Category: Wilkie Collins

The Haunted Hotel – post III

The book ends, have no fear the twists won’t be shared, using a very clever device. The Countess writes a play – the Haunted Hotel – and it is through that we learn, or perhaps learn, the truth of what went on in the palace.

All of the necessary characters draw close to the hotel so the ending can be complete but the reader is let in on the full hand of cards when most of the characters are not. In that respect it is a satisfying end.

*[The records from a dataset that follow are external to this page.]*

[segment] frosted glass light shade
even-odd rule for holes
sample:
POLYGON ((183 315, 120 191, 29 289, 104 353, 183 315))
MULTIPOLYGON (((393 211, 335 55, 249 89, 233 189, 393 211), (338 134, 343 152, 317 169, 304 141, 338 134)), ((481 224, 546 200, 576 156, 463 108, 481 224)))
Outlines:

If you were looking to find fault, and in many ways it is perhaps just nit picking, then you might argue that the story is perhaps a bit stretched. The most interesting parts happen in the past and maybe this would have been a different book had the action focused on those moments rather than to tell them briefly towards the end.

Still in terms of the book delivering what you want, which is a creepy chiller to mirror the dark nights then this delivers.

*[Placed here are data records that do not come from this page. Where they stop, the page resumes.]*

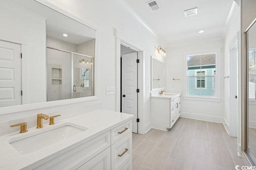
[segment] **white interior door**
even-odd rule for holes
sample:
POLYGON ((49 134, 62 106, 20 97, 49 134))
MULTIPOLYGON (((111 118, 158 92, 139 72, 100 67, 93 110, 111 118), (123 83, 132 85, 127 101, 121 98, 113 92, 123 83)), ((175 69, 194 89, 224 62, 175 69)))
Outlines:
POLYGON ((122 56, 122 112, 134 115, 132 132, 138 132, 137 52, 122 56))
POLYGON ((21 47, 0 41, 0 107, 22 104, 21 47))
POLYGON ((237 137, 238 119, 238 49, 237 43, 229 51, 230 135, 237 137))

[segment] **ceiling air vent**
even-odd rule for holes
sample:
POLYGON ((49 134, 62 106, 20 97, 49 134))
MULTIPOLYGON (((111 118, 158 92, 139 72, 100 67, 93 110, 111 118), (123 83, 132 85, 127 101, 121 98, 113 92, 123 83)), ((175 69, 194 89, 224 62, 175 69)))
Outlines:
POLYGON ((197 7, 184 11, 185 16, 190 16, 197 14, 197 7))
POLYGON ((149 6, 150 7, 152 10, 156 10, 159 8, 159 7, 156 4, 156 2, 155 1, 151 1, 150 2, 148 3, 149 6))

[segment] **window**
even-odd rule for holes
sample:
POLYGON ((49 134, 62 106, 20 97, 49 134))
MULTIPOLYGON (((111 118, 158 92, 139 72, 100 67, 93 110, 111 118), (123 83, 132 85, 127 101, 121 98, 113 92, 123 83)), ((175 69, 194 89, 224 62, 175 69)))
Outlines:
POLYGON ((187 95, 216 96, 216 53, 187 56, 187 95))
POLYGON ((249 99, 255 99, 256 49, 249 49, 249 99))
POLYGON ((205 88, 205 77, 200 77, 205 75, 205 71, 196 71, 196 88, 205 88))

The Haunted Hotel – post II

With the death of Lord Montbarry the family move on and ironically one of them chooses to invest some money in a hotel which is being built in the old Venetian palace where the Lord died.

The brother who has invested is the first to arrive and is put in the room where his brother died and has a couple of sleepless nights and loses his appetite. The next to try the room is the dead man’s sister who also has a strange experience dreaming terrible dreams of her dead brother. She also leaves in a hurry.

That leaves the third brother to arrive who is driven away by a death stench and finally the widow arrives to have a showdown with the ghiost of her dead husband and the fiance.

Who will see the ghost and how will it end? Collins has you guessing.

More soon…

The Haunted Hotel – post I

The Haunted Hotel – post I

This time of year is often associated with ghost stories. The most well known if of course A Christmas Carol with the ghosts of Marley and the various tenses of Christmas visiting Scrooge. But there are other collections of spooky stories and books that seem to chime in with the dark nights and the cold.

It is perhaps no surprise that as a result the BBC has chosen to dramatise the Turn of the Screw as one of its big Christmas dramas.

But the book chosen from my shelf has been The Haunted Hotel by Wilkie Collins. The book manages to have a refreshing style to it despite being penned in the 1880s and you are dragged into the mystery in a relatively short number of pages.

A countess, who is both described as wicked or in terms of being a victim of gossip marries a Lord who has thrown over his former fiancé for the mysterious and hated woman. But the Countess herself feels threatened by the former fiancé and even after her husband dies on a trip to Venice she still seems to believe that it is her life that is under threat.

Collins leaves the reader struggling to develop any serious sympathy for the Countess and as you suspect her brother Baron Rivar for being involved in murder it becomes harder still to come down on the side of anyone other than the former fiancé.